Using Nvidia GPUs in Podman containers in Fedora 37
Okay why not docker though?
It's been a while since Fedora has moved away from docker to podman. I'm not going into the nitty gritty details on docker vs podman but if you really want to know more you can read this article.
Source
This article has been compiled from https://ask.fedoraproject.org/t/how-to-run-tensorflow-gpu-in-podman/8486/9.
Getting started - Nvidia Driver
Make sure to have the non free RPM Fusion Nvidia driver installed before you start because nvidia-container-toolkit
will need that driver. (No the open source driver won't do.)
If you don't have it already, then run the following commands to install it.

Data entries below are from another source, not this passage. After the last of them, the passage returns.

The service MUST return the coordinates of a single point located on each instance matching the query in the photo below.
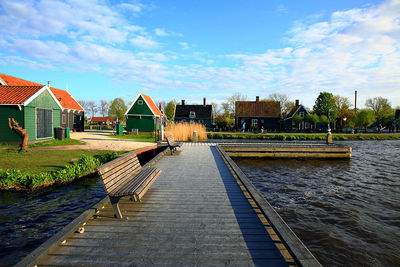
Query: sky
(179, 49)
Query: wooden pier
(201, 211)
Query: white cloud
(144, 42)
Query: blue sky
(195, 49)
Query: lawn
(138, 137)
(42, 160)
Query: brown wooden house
(258, 114)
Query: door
(44, 123)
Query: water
(27, 223)
(347, 212)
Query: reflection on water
(26, 223)
(346, 212)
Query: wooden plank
(291, 155)
(294, 244)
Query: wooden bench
(172, 144)
(124, 176)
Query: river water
(347, 212)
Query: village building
(35, 108)
(289, 124)
(72, 114)
(144, 115)
(195, 113)
(257, 115)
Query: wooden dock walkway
(197, 213)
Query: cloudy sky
(193, 49)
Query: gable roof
(201, 111)
(149, 102)
(22, 95)
(268, 108)
(14, 81)
(294, 110)
(65, 99)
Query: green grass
(51, 142)
(302, 136)
(36, 161)
(139, 137)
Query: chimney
(355, 100)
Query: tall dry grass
(183, 131)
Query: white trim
(133, 103)
(44, 88)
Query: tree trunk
(21, 132)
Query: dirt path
(99, 140)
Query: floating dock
(201, 211)
(288, 150)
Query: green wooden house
(35, 108)
(143, 115)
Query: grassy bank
(303, 136)
(39, 168)
(138, 137)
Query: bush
(15, 179)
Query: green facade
(6, 111)
(140, 117)
(27, 117)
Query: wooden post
(21, 132)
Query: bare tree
(92, 107)
(84, 104)
(104, 106)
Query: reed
(183, 131)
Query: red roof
(17, 94)
(153, 106)
(13, 81)
(65, 99)
(105, 119)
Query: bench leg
(114, 203)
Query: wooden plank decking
(196, 213)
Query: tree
(382, 109)
(170, 110)
(92, 107)
(118, 109)
(283, 99)
(365, 118)
(313, 119)
(297, 119)
(104, 105)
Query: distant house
(103, 120)
(72, 114)
(194, 113)
(257, 114)
(288, 122)
(143, 115)
(35, 108)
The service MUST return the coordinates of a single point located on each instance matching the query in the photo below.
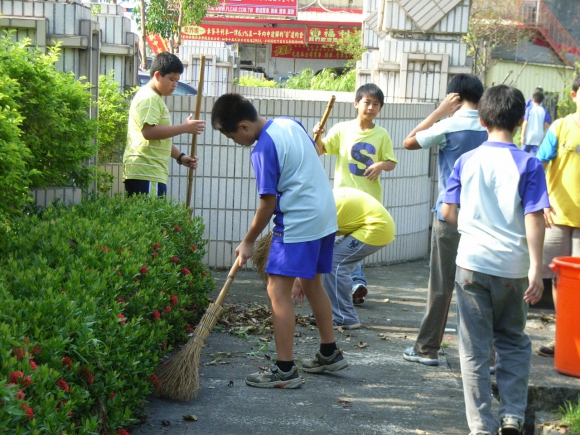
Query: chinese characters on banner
(281, 8)
(256, 35)
(305, 52)
(326, 35)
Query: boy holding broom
(293, 187)
(363, 151)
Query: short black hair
(538, 97)
(576, 84)
(166, 63)
(371, 90)
(231, 109)
(502, 107)
(467, 86)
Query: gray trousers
(338, 283)
(444, 243)
(492, 311)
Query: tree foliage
(492, 24)
(168, 18)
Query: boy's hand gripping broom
(179, 378)
(262, 246)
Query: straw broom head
(261, 253)
(179, 377)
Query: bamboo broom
(196, 117)
(262, 246)
(179, 378)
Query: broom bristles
(261, 253)
(179, 377)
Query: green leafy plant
(53, 110)
(94, 296)
(113, 118)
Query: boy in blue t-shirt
(293, 186)
(454, 136)
(502, 193)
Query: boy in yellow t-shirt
(363, 151)
(149, 146)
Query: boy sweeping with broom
(293, 187)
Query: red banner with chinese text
(256, 35)
(280, 8)
(326, 35)
(305, 52)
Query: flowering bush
(92, 299)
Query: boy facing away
(145, 162)
(454, 136)
(363, 151)
(293, 186)
(501, 191)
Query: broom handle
(325, 117)
(196, 117)
(228, 283)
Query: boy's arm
(160, 132)
(449, 106)
(450, 213)
(535, 230)
(263, 215)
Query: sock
(327, 349)
(285, 366)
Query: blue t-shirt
(454, 136)
(287, 165)
(495, 185)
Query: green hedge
(93, 296)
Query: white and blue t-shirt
(454, 136)
(495, 185)
(287, 165)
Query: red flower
(61, 383)
(28, 410)
(66, 361)
(19, 353)
(15, 376)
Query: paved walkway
(380, 392)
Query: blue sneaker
(411, 355)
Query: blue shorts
(152, 188)
(301, 260)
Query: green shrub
(54, 109)
(113, 118)
(93, 296)
(254, 82)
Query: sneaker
(546, 349)
(275, 378)
(410, 355)
(358, 295)
(510, 426)
(321, 363)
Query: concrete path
(379, 393)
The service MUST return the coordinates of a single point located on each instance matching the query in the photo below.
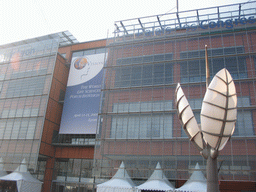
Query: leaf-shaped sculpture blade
(188, 119)
(218, 115)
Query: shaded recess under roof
(65, 38)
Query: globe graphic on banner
(80, 63)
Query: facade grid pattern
(138, 123)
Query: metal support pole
(212, 174)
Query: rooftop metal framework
(179, 20)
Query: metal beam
(159, 22)
(141, 25)
(124, 27)
(178, 19)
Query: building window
(194, 70)
(150, 74)
(244, 124)
(141, 126)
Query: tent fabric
(120, 182)
(156, 182)
(25, 181)
(2, 171)
(196, 183)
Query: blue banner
(82, 99)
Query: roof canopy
(121, 181)
(157, 181)
(2, 171)
(25, 181)
(196, 183)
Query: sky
(87, 20)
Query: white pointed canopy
(196, 183)
(120, 182)
(25, 181)
(218, 114)
(157, 181)
(2, 171)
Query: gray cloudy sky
(86, 19)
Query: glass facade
(138, 123)
(26, 72)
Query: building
(137, 122)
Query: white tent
(156, 182)
(120, 182)
(196, 183)
(2, 171)
(25, 181)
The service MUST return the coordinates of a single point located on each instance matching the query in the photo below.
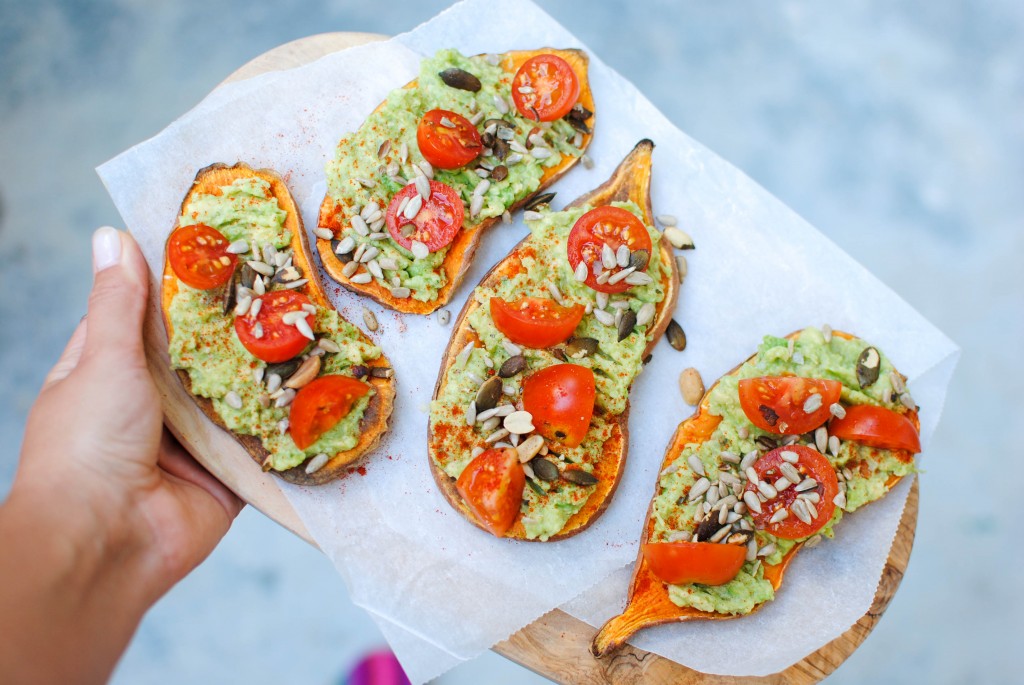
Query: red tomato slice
(536, 322)
(561, 400)
(435, 224)
(878, 427)
(775, 403)
(492, 486)
(448, 146)
(321, 404)
(278, 341)
(605, 225)
(551, 88)
(199, 256)
(707, 563)
(811, 464)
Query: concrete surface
(896, 128)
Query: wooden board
(556, 645)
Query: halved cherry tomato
(320, 404)
(492, 486)
(551, 88)
(279, 341)
(448, 146)
(707, 563)
(605, 225)
(810, 464)
(878, 427)
(561, 400)
(199, 256)
(535, 322)
(775, 403)
(435, 224)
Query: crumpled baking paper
(441, 590)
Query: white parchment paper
(440, 590)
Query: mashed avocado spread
(548, 505)
(382, 157)
(862, 471)
(204, 342)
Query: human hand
(121, 510)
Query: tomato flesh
(545, 88)
(320, 404)
(448, 146)
(877, 427)
(811, 464)
(199, 256)
(536, 322)
(775, 403)
(561, 401)
(682, 563)
(492, 486)
(435, 224)
(266, 336)
(605, 225)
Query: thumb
(117, 303)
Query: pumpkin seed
(676, 336)
(580, 477)
(867, 367)
(488, 394)
(544, 469)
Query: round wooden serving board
(556, 645)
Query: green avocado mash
(366, 173)
(862, 471)
(204, 342)
(547, 506)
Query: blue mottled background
(897, 128)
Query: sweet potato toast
(648, 601)
(629, 183)
(379, 186)
(210, 181)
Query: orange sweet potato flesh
(630, 181)
(648, 602)
(375, 419)
(460, 253)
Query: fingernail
(105, 248)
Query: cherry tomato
(435, 224)
(279, 341)
(492, 486)
(775, 403)
(878, 427)
(561, 400)
(536, 322)
(707, 563)
(810, 464)
(551, 88)
(448, 146)
(199, 256)
(605, 225)
(320, 404)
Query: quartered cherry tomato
(545, 88)
(199, 256)
(561, 401)
(448, 146)
(266, 336)
(535, 322)
(320, 404)
(605, 225)
(435, 224)
(707, 563)
(877, 427)
(775, 403)
(492, 486)
(810, 464)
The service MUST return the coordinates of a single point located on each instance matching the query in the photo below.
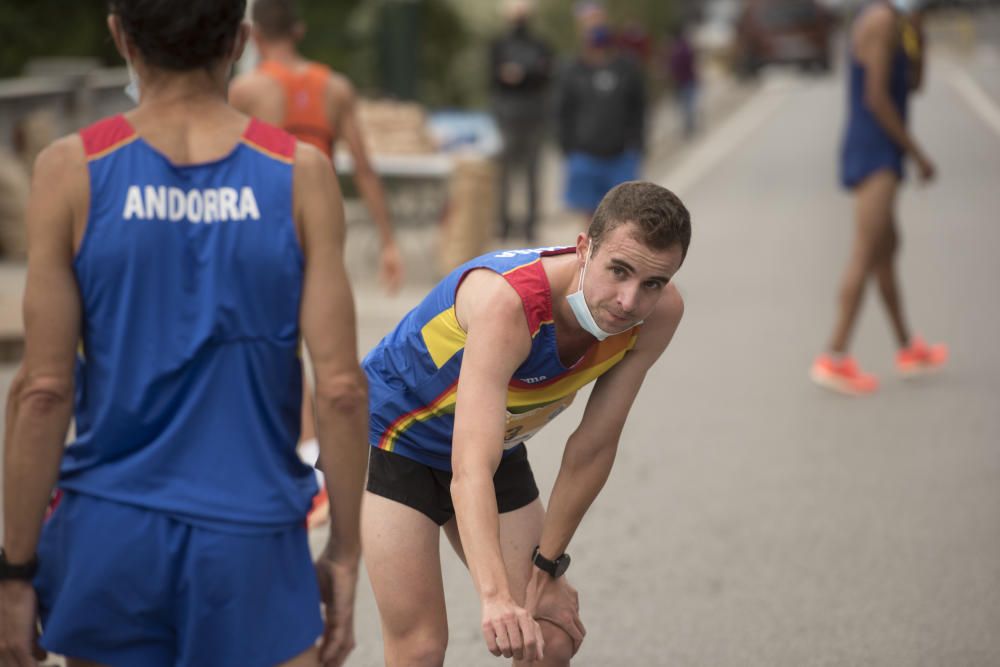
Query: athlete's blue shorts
(123, 586)
(859, 161)
(588, 178)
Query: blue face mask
(907, 6)
(578, 303)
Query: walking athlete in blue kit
(491, 355)
(176, 255)
(886, 50)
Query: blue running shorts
(123, 585)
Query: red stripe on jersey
(106, 134)
(270, 138)
(532, 285)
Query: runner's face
(625, 278)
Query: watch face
(562, 564)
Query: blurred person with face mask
(600, 115)
(886, 47)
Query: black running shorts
(428, 490)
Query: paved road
(752, 519)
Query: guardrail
(76, 98)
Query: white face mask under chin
(132, 89)
(578, 304)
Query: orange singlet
(305, 102)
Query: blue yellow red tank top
(188, 383)
(413, 372)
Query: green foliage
(53, 28)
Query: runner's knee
(417, 651)
(558, 643)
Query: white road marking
(737, 129)
(977, 99)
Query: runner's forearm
(342, 421)
(891, 121)
(478, 520)
(38, 417)
(579, 481)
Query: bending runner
(491, 355)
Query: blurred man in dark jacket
(601, 117)
(520, 77)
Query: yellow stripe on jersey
(443, 337)
(524, 397)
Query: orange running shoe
(918, 358)
(319, 513)
(842, 376)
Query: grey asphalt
(753, 519)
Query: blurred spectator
(520, 78)
(601, 114)
(315, 104)
(683, 71)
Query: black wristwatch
(23, 571)
(554, 568)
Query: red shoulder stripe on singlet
(270, 140)
(532, 285)
(106, 135)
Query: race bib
(523, 425)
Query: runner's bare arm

sudo rpm -Uvh http://download1.rpmfusion.org/free/fedora/rpmfusion-free-release-$(rpm -E %fedora).noarch.rpm
sudo rpm -Uvh http://download1.rpmfusion.org/nonfree/fedora/rpmfusion-nonfree-release-$(rpm -E %fedora).noarch.rpm
# install the driver
# as per : https://rpmfusion.org/Howto/NVIDIA
sudo dnf update -y
sudo dnf install -y xorg-x11-drv-nvidia
Wait for a while (the kernel needs to run mods for the drivers) and then type reboot
in the terminal and hit enter.
Install Podman
Podman should be installed by default but there's no harm in checking!
podman --version
Check the CUDA version on host
Running nvidia-smi
should suffice.
nvidia-smi
+-----------------------------------------------------------------------------+
| NVIDIA-SMI 520.56.06 Driver Version: 520.56.06 CUDA Version: 11.8 |
|-------------------------------+----------------------+----------------------+
| GPU Name Persistence-M| Bus-Id Disp.A | Volatile Uncorr. ECC |
| Fan Temp Perf Pwr:Usage/Cap| Memory-Usage | GPU-Util Compute M. |
| | | MIG M. |
|===============================+======================+======================|
| 0 NVIDIA GeForce ... Off | 00000000:2D:00.0 On | N/A |
| 0% 39C P8 27W / 420W | 1035MiB / 24576MiB | 3% Default |
| | | N/A |
+-------------------------------+----------------------+----------------------+
+-----------------------------------------------------------------------------+
| Processes: |
| GPU GI CI PID Type Process name GPU Memory |
| ID ID Usage |
|=============================================================================|
| 0 N/A N/A 7451 G /usr/libexec/Xorg 380MiB |
| 0 N/A N/A 7651 G /usr/bin/gnome-shell 205MiB |
| 0 N/A N/A 7958 G ...mail/ 4MiB |
| 0 N/A N/A 8904 C+G ...933855740524873253,131072 155MiB |
| 0 N/A N/A 15775 G ...e/Steam/ubuntu12_32/steam 101MiB |
| 0 N/A N/A 16072 G ...ef_log.txt --shared-files 183MiB |
+-----------------------------------------------------------------------------+
Install the nvidia-container-toolkit
Nvidia officially provides conatiner toolkit releases for RHEL but not for Fedora. However, since it's compatible with RHEL, Fedora should be too. So what you have to do here is use the release for RHEL. Use the latest release of RHEL (which is now 9.x).
distribution=rhel9.0
curl -s -L https://nvidia.github.io/nvidia-docker/$distribution/nvidia-docker.repo | sudo tee /etc/yum.repos.d/nvidia-container-toolkit.repo
Now you can install it .
sudo dnf clean expire-cache \
&& sudo dnf install -y nvidia-container-toolkit
Configuration tweaks to run rootless containers
By default the container toolkit requires that you run GPU containers as root. This isn't ideal and can open up security issues in many cases. Running as a user process should be the better alternative.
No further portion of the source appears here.